Les auteurs de l’étude ont déclaré que leurs résultats «révèlent un rôle de la cigarette dans l’induction des alternances de l’ADN» chez les descendants humains et que l’effet du tabagisme paternel «peut être transmis» via l’ADN du sperme du père.

Conclusion

Cette petite étude sur 39 nouveau-nés et leurs parents a constaté que le tabagisme maternel pendant la grossesse, avec le tabagisme paternel avant la grossesse, prédit la quantité de dommages de l’ADN dans le sang de cordon des nouveau-nés dans une section spécifique appelée « foyers γH2AX ».

Cette étude est importante car elle met en évidence les effets nocifs potentiels du tabagisme maternel et paternel avant et pendant la grossesse, mais ne prouve pas que le tabagisme paternel a causé des dommages au nourrisson.

Bien que les résultats puissent ajouter du poids aux avertissements contre le tabagisme, il convient de garder à l’esprit les limites de cette étude avant de conclure que les hommes qui fument avant la conception nuisent à la santé de leurs enfants. Ces limitations comprenaient:

Taille de l’échantillon et manque de diversité

L’étude était très petite et regardait principalement les parents grecs. Il n’est pas clair si les mêmes associations seraient trouvées dans une population d’étude plus grande et plus diverse. Des études de cohorte plus importantes pourraient remédier à cette faiblesse.

Pas d’examen de l’effet des dommages à l’ADN

L’effet de la mutation de l’ADN foci de γH2AX sur la santé des nourrissons n’a pas été évalué. Il n’est pas clair si ces dommages au niveau de l’ADN ont contribué à une maladie à court ou à long terme chez les nourrissons dans le présent ou dans la vie plus tard.

Aucune preuve de la façon dont le tabagisme endommage l’ADN du sperme

Le mécanisme biologique conduisant à des changements génétiques dans la progéniture du père à la suite de son tabagisme n’est pas démontré par cette étude. Les chercheurs ont suggéré qu’il est susceptible d’être canalisé à travers l’ADN dans le sperme.

Les dommages à l’ADN pourraient avoir été causés par d’autres facteurs

On ne savait pas exactement dans quelle mesure le tabagisme était responsable des dommages génétiques trouvés dans le sang et le sperme des hommes ou des changements génétiques qui se produisaient chez les nourrissons. Il peut y avoir d’autres facteurs environnementaux, non évalués dans cette étude, qui ont causé les dommages commotion. Des études plus approfondies, contrôlant étroitement le rôle d’autres facteurs influençant l’ADN du sperme d’un père, sont nécessaires pour clarifier davantage quels sont les facteurs les plus importants.
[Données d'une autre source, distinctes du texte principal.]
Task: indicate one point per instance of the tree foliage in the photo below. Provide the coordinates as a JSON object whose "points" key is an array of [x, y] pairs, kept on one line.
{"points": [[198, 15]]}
Le tabagisme est nocif pour de nombreuses raisons et le tabagisme pendant la grossesse est particulièrement mal conseillé car il peut nuire à l’enfant à naître. Cependant, cette étude suggère que les pères qui fument régulièrement avant la conception peuvent aussi causer des dommages génétiques à leurs enfants, mais ne prouvent pas cela.

Si vous souhaitez obtenir de l’aide pour arrêter de fumer, contactez directement votre médecin traitant ou les services NHS Stop Smoking locaux. Pour plus d’informations, visitez NHS Smokefree ou appelez le 0800 022 4332.